Eight Friends, Dinner and a Movie

We spent last Sunday afternoon in Santa Rosa at a private screening, for friends and supporters, of a powerful documentary made by our friends Ken and Betty Rodgers. It's about the 26th Marine Regiment, Bravo Company and the Siege of Khe Sanh, Vietnam in 1968. It is an incredible story told by those who lived it, survived it and are sharing the experience in their own words. The title is:

"Bravo! Common Men, Uncommon Valor"
For a link to the project blog and trailers please go to http://bravotheproject.com/

After the screening, eight of us gathered for dinner at a Thai restaurant on lower 4th St. called Khoom Lanna, a short walk from the 6th Street Playhouse.
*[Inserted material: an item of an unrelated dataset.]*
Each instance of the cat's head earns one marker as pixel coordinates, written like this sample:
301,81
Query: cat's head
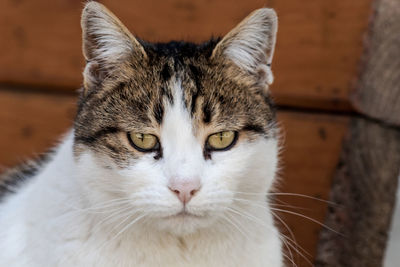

As Betty and I looked around the table we realized this group of friends, old and new, from all walks of life had been drawn together by a common thread, our late friends Vince and Trisha Pedroia. We could only smile at the synchronicity of that moment and the serendipitous chain of events that brought this film from an idea to a realized dream. There be magic afoot.

The opening of a dialogue

After my husband Rod and I got home we started talking about Vietnam. I was a college student in my early twenties and pretty much out of touch with the realities of the war, perhaps by naiveté or by choice I don't remember. Rod had tried to enlist several times, but because of a medical condition was turned down.
 
We all need to think about the cause, effect and consequences for the generation, our generation, who was in the middle of it. I believe the film will provide new understanding and long overdue healing: for those who lived through it, for those who kept the home fires burning, for those who protested it, and for those too young to understand it.
 
The Vietnam War tore this country apart. No matter what your opinion was, it's now time to open your hearts and minds to the men and woman who did what their government asked of them. One of the terrible things about the Vietnam War was that our returning soldiers were not treated as heroes as are today's veterans, but as pariahs, spat upon and called baby killers. I hate the concept of war but I will always support the men and women who serve.
 
Unfortunately history continues to repeat itself and the same mistakes are made over and over again: A government of old men sends children to war and then looks the other way at the pathetic care provided for veterans and their families. The Ship of State following its Train of Thought over a cliff.
 
It's time for a sea change, a transformation of our thinking as human beings. Perhaps today’s young men and women can get it right and find another solution to the unending cycles of war that seem to stalk each generation.